Reader, God, in His infinite, mysterious wisdom, has seen fit to touch you in your tenderest part. The world is changed to you. You have, indeed, the same old environments. You feel yourself plodding on in the old mechanical way: life and its exacting duties cannot be evaded. But, Ichabod! its glory has departed. Yes, true, and yet not true.
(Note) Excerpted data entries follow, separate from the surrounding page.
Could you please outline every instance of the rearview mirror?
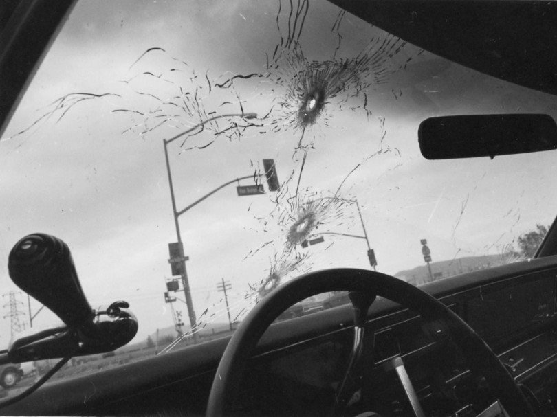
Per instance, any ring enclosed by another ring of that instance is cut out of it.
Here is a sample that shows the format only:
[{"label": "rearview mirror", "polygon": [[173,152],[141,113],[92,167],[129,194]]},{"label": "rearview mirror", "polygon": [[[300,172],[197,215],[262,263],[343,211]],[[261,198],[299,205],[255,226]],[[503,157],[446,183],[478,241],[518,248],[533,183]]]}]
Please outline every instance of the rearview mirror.
[{"label": "rearview mirror", "polygon": [[441,116],[418,128],[427,159],[473,158],[557,148],[557,124],[544,114]]}]

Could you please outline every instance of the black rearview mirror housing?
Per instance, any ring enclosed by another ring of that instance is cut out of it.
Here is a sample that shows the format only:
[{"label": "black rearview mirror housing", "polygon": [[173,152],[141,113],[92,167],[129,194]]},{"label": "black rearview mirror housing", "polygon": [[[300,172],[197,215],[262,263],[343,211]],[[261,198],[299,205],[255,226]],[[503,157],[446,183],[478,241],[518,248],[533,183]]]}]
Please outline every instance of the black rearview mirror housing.
[{"label": "black rearview mirror housing", "polygon": [[474,158],[557,149],[557,124],[545,114],[441,116],[418,128],[427,159]]}]

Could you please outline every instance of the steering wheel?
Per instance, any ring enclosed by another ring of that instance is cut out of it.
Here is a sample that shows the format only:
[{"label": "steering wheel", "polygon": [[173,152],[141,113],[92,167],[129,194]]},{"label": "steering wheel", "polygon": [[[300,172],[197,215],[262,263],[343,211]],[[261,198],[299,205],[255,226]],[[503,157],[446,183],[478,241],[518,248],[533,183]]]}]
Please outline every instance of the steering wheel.
[{"label": "steering wheel", "polygon": [[289,306],[329,291],[358,291],[391,300],[426,319],[443,320],[468,359],[483,375],[511,416],[534,416],[512,376],[485,341],[462,319],[432,295],[394,277],[364,269],[311,272],[289,281],[263,298],[246,316],[228,342],[213,380],[206,415],[230,414],[249,359],[267,328]]}]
If your sun has gone down in the darkness of bereavement and death, that is the time for the lighting of the Pillar and for the bright unfoldings of grace.



"I lay, with heaven's cold night above,

Upon a couch of stone;

I said, 'O Lord, if You are love

Why am I left alone?'

And there I heard the answer fall,

'My love itself is all in all.'"—Sacred Songs.



His end is surely a noble and elevated one, "if so be that we suffer with Him, that we may be also glorified together" (Rom. 8:17). "For our light affliction, which is but for a moment, works for us a far more exceeding and eternal weight of glory." "Works." The great Workman with the tools of affliction sifts the quartz and debris and dross, in order to get the grains of gold which are subsequently fashioned into "the crown of glory that fades not away." Trial is the golden rod measuring the wall of the New Jerusalem. Trial is the golden gate leading into its eternal Temple. Trial is the means—the chief means—employed in assimilating the soul to God, and imprinting on it the Divine lineaments. "This honor have all His saints" (Psalm 149:9). "Most gladly, therefore," says Paul (2 Cor. 12:9), speaking of his unremoved thorn, and borrowing also a metaphor from the desert Pillar with its cloudy curtain-canopy—"will I rather glory in my infirmities, that the power of Christ may (literally) spread its tabernacle over me" (R.V. margin).



"To be made with You one in spirit,

Is the boon that I lingering ask;

To have no bar 'twixt my soul and Thine;

My thoughts to echo Your will Divine:

Myself Your servant for any task."—L. Larcom.



"When He has tried me I shall come forth as gold" (Job 23:10).



"But the god of all grace, who has called us unto his eternal glory by Christ Jesus, after that you have suffered a while, make you perfect, establish, strengthen, settle you " (1 Peter 5:10).